Let $D\subseteq\Bbb C$, $f:D\to\Bbb C$ holomorphic on $D$. Let $U$ be an open subset strictly contained in $D$: in this way $\partial U$ would be contained in $D$.
So I was asking myself if $\partial f(U)=f(\partial U)$ is always true. It seems obvious simply passing to the limit; am I right?

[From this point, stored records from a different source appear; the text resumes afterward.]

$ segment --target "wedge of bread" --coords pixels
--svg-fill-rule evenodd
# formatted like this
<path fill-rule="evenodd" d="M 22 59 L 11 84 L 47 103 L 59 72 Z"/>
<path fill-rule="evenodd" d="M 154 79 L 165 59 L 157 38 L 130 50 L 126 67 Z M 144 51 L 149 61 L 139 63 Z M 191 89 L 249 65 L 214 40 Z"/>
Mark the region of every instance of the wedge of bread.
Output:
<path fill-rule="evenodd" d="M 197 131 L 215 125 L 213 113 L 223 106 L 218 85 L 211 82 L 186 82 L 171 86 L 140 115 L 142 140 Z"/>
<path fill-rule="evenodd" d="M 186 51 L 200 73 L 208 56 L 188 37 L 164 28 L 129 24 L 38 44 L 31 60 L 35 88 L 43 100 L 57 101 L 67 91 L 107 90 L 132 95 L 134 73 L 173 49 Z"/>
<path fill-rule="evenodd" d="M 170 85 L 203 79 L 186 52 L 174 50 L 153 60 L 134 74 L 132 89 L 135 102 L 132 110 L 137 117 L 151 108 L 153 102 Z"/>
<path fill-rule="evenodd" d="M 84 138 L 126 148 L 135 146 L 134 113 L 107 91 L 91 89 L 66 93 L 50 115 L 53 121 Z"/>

No, $\partial f(U) = f(\partial U)$ need not be true. As an example, take $D = \Bbb C$, $$U = \{ z : |z| < 1 \text{ and } \operatorname{Re} z > 0 \} $$ and $f(z) = z^4$. Then $$ f(U) = \{ z : |z| < 1 \} \setminus \{ 0 \} $$ and $$ f(\partial U) = \{ z : |z| = 1 \} \cup [0, 1) $$ is a strict superset of $$\partial f(U) = \{ z : |z| = 1 \} \cup \{ 0 \} \, . $$
If $U$ is bounded then $\partial f(U) \subset f(\partial U)$ holds.
Proof: $\overline U$ is compact, therefore $f(\overline U)$ is compact as well. It follows that $$ \overline{f(U)} \subset f(\overline U) \, . $$ A (non-constant) holomorphic function is an open mapping, therefore $f(U)$ is an open set, so that $$ \partial f(U) = \overline{f(U)} \setminus f(U) \subset f(\overline U) \setminus f(U) \subset f(\overline U \setminus U) = f(\partial U) \, . $$
If, in addition, $f$ is injective (or more generally, a proper map from $U$ to $f(U)$) then equality holds.
Proof: For a proper map it holds that $$ \tag{*} f(U) \cap f(\partial U) = \emptyset $$ and therefore $$ f(\partial U) \subset f(\overline U) \subset \overline{f(U)} \\ \Longrightarrow f(\partial U) \subset \overline{f(U)} \setminus f(U) = \partial f(U) \, . $$
Proof of $(*)$: Assume that $w_0 \in f(U) \cap f(\partial U)$. Let $K$ be a compact disk such that $w_0 \in K \subset f(U)$. From $w \in f(\partial U)$ it follows that there is a sequence $(z_n)$, $z_n \in U$, such that $z_n \to z_0 \in \partial U$ and $f(z_0) = w_0$. Then $f(z_n) \to f(z_0) = w_0$ and therefore $f(z_n) \in K$ for $n \ge n_0$, so that $z_n \in f^{-1}(K)$ for $n \ge n_0$. If $f$ is a proper map then $ f^{-1}(K)$ is compact in $U$ which is a contradiction to $z_n \to z_0 \in \partial U$.